Anderson also noted that City Council imposed a rate increase which has since taken effect.

“The other thing we have done to deal with that particular deficit,” the manager said, “is we did refinance some debt that’s going to reduce our costs about $10,000 a year within this fund. The other thing, we did have a large write-off of bad debt that hit the books. When we factor in reconciliation, the rate increase, that bad debt calculation and refinancing, we are projecting this upcoming year at a break-even amount.”

“And that debt was for some years prior,” added Mayor Don Lyons, lingering from 2001 to 2006. “Our accounting procedures are much better than they have been.”
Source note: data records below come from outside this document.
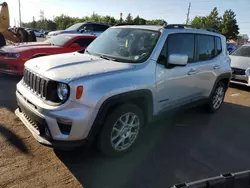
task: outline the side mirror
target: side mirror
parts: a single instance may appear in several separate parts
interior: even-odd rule
[[[168,64],[177,66],[186,66],[188,56],[186,54],[171,54],[168,57]]]
[[[75,48],[75,49],[81,48],[80,44],[77,44],[77,43],[73,43],[73,44],[71,44],[69,47],[70,47],[70,48]]]

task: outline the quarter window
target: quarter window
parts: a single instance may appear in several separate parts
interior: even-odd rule
[[[167,40],[167,57],[171,54],[185,54],[188,56],[188,62],[194,62],[194,35],[169,35]]]
[[[199,61],[210,60],[215,57],[214,37],[198,35],[198,59]]]
[[[220,37],[215,37],[216,40],[216,48],[217,48],[217,55],[222,52],[221,40]]]

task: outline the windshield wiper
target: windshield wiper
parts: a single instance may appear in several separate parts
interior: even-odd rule
[[[109,61],[118,61],[118,60],[117,60],[117,59],[115,59],[115,58],[112,58],[112,57],[107,57],[107,56],[104,56],[104,55],[100,55],[99,57],[100,57],[100,58],[102,58],[102,59],[109,60]]]

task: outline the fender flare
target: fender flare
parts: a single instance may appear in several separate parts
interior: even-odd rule
[[[227,72],[227,73],[223,73],[221,75],[219,75],[214,83],[214,86],[213,86],[213,89],[211,90],[211,93],[209,95],[209,98],[211,97],[211,95],[213,94],[217,84],[221,81],[221,80],[224,80],[224,79],[228,79],[228,84],[226,85],[226,90],[228,89],[228,86],[229,86],[229,83],[230,83],[230,80],[231,80],[231,77],[232,77],[232,74],[230,72]]]
[[[116,107],[120,104],[131,103],[136,99],[144,99],[143,105],[146,109],[142,109],[145,115],[145,122],[150,122],[153,117],[153,94],[148,89],[141,89],[136,91],[129,91],[121,94],[117,94],[106,99],[98,110],[97,116],[94,123],[90,129],[87,140],[88,142],[93,142],[96,136],[99,134],[105,122],[105,118],[108,115],[109,110],[112,107]]]

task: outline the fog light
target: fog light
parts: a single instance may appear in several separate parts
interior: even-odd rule
[[[45,132],[45,135],[46,135],[47,137],[49,137],[49,138],[51,137],[51,136],[50,136],[49,129],[48,129],[47,127],[45,127],[44,132]]]

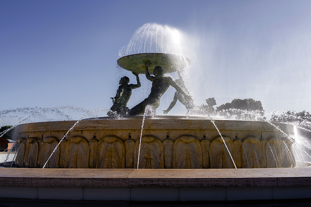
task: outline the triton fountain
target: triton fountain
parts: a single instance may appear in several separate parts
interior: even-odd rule
[[[156,43],[137,44],[144,42],[137,39],[143,35],[135,33],[119,52],[118,65],[137,74],[145,73],[146,62],[151,74],[158,65],[165,73],[187,70],[191,58],[180,52],[180,46],[163,43],[178,36],[175,29],[147,24],[137,32],[144,29]],[[169,35],[159,41],[156,35],[161,29],[160,36],[163,30]],[[156,44],[159,42],[161,47]],[[156,51],[146,48],[147,44]],[[46,199],[310,197],[304,192],[311,186],[309,168],[295,167],[299,163],[293,151],[295,126],[207,115],[144,114],[19,124],[16,128],[20,147],[15,164],[20,170],[6,169],[0,180],[1,195],[9,195],[2,186],[22,192],[14,197]],[[284,178],[285,170],[290,178]],[[304,179],[307,180],[302,184]],[[289,196],[293,186],[297,187],[296,194]]]

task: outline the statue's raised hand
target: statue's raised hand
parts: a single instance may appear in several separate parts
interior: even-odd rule
[[[133,74],[134,74],[134,75],[135,75],[137,77],[138,76],[138,74],[137,74],[137,73],[136,73],[135,72],[132,72],[132,73]]]
[[[148,66],[151,65],[151,62],[150,61],[146,61],[145,62],[145,66]]]
[[[168,110],[165,110],[163,111],[163,114],[167,115],[167,113],[169,113],[169,111]]]

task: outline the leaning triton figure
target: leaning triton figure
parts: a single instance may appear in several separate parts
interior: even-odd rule
[[[183,77],[181,76],[180,72],[179,71],[178,71],[177,72],[178,73],[178,76],[179,77],[179,78],[175,80],[175,83],[177,84],[188,95],[190,95],[190,93],[186,87],[186,86],[185,85],[185,82],[183,79]],[[179,93],[178,91],[176,91],[175,92],[174,95],[173,101],[171,103],[169,107],[167,108],[167,109],[163,111],[163,113],[165,115],[167,115],[167,113],[175,106],[178,100],[179,100],[180,103],[183,104],[188,110],[186,115],[188,115],[190,110],[193,110],[195,108],[198,107],[197,106],[194,105],[193,100],[185,98],[183,94]]]
[[[128,113],[130,116],[143,114],[146,106],[148,105],[151,105],[154,108],[154,113],[155,114],[156,110],[160,105],[161,97],[167,90],[169,86],[175,88],[177,91],[183,95],[185,98],[192,100],[191,96],[185,93],[173,80],[172,78],[164,75],[164,72],[161,67],[156,66],[153,70],[154,76],[151,75],[148,70],[148,66],[151,63],[149,61],[145,63],[146,77],[148,80],[152,82],[150,94],[147,98],[131,109]]]
[[[136,77],[137,84],[128,84],[130,79],[126,76],[121,78],[119,82],[119,84],[121,85],[117,90],[116,96],[114,98],[110,98],[112,99],[113,104],[107,113],[108,116],[127,116],[128,115],[129,110],[126,106],[132,94],[132,90],[139,88],[141,86],[138,74],[134,72],[132,73]]]

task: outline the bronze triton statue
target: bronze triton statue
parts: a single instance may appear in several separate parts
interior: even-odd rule
[[[177,84],[181,88],[187,95],[190,96],[190,93],[186,87],[186,86],[185,85],[185,82],[183,79],[183,77],[181,76],[180,72],[178,71],[177,72],[178,73],[178,76],[179,77],[179,78],[175,80],[175,83]],[[163,113],[165,115],[167,114],[171,109],[175,106],[176,102],[177,102],[177,100],[179,100],[180,103],[183,104],[188,110],[188,112],[187,113],[187,115],[189,113],[190,110],[193,110],[196,107],[197,107],[197,106],[194,105],[193,103],[193,100],[186,98],[183,95],[177,91],[175,92],[173,101],[171,103],[169,107],[167,108],[167,109],[163,111]]]
[[[148,97],[131,109],[128,113],[129,115],[135,115],[143,114],[147,105],[152,106],[154,109],[154,112],[160,105],[160,98],[169,87],[172,86],[185,97],[192,100],[191,96],[185,93],[173,79],[169,76],[164,75],[163,69],[160,66],[156,66],[153,70],[153,74],[150,75],[148,70],[148,66],[151,64],[150,61],[145,63],[145,74],[147,79],[152,82],[151,91]],[[154,113],[155,114],[155,113]]]
[[[132,90],[140,87],[140,81],[138,74],[132,72],[136,77],[137,84],[128,84],[130,79],[126,76],[121,78],[119,84],[119,86],[117,90],[117,94],[114,98],[110,98],[112,99],[113,104],[110,110],[107,113],[109,116],[126,116],[128,115],[128,107],[127,107],[128,101],[132,94]]]

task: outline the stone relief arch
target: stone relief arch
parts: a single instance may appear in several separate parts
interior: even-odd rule
[[[173,146],[173,168],[202,168],[202,148],[198,140],[192,136],[180,137]]]
[[[124,143],[119,137],[104,137],[98,142],[96,168],[124,168],[125,151]]]
[[[88,168],[89,142],[83,137],[72,137],[67,141],[67,168]]]
[[[59,141],[55,137],[47,137],[43,138],[39,142],[40,153],[37,164],[39,167],[43,167],[45,163],[58,144]],[[59,167],[59,149],[56,149],[45,166],[47,168],[58,168]]]
[[[137,162],[139,151],[139,139],[135,142],[134,152],[134,168],[137,168]],[[163,145],[160,140],[151,135],[142,137],[140,152],[139,153],[139,168],[163,169],[164,165],[164,152]]]
[[[228,137],[223,136],[222,137],[233,158],[235,151],[233,141]],[[228,150],[220,136],[214,138],[211,143],[210,147],[213,168],[235,168]]]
“A good chunk of these bad debts related to some of our policies, especially during winter months when utility bills can get out of hand. This past year, council spent a lot of time and we worked closely with landlords to develop policies regarding deposits. Initial indications appear to be quite good. The first two months into winter, we’re sitting on about $4,000 (bad debt) — a far better position than in the past,” Anderson said.

Dowagiac bills some $600,000 per month.

Berthiaume touched on the employee pension plan. “It ended up being about 56 percent funded,” he stated. “That’s based on actuarial information. There’s still a substantial liability. That unfunded liability does not appear in your balance sheets, only in the footnotes.”

In other “post-employment benefits,” Berthiaume said, “the city has a program for employee/retiree health care, according to an established policy. This year, GASB 45 required that the city acquire an actuarial analysis report to determine what the liability for those old benefits was. The report came back that the liability amounts to about $1.2 million if you had to have all the money in the fund today to take care of all the benefits that have been earned by employees.

“The city currently has about $243,000 in a fund with MERS to take care of that liability, so that liability is only about 20 percent funded. About a million dollars is unfunded. The situation isn’t unusual, compared to other cities all over the country. Everybody is now coming to grips with the situation that these liabilities have been created in the past. Previously, all you had to do was use a pay-as-you go method. You made an annual payment, but you didn’t have to compute the liability for that obligation. The city currently has a trust fund set up. Whether or not you’re going to make annual payments into it is up to the council and management. Actuarials have figured out that if you make an annual contribution of $94,000 per year for the next 28 years, you’d amortize the payoff of that debt. Last year the premiums the city paid for retired employees was about $26,000 — so unfunded annual required contribution for last year was about $67,000. It’s not necessary, only something you should consider. Overall, the audit went smoothly. We had excellent help from staff and management, so we don’t anticipate any problems.”

An audit is an independent review of the city’s financial position and recordkeeping.

Council accepted his report and made it part of the city’s records, so the audit is available for public review in the clerk’s office or on the city’s Web site.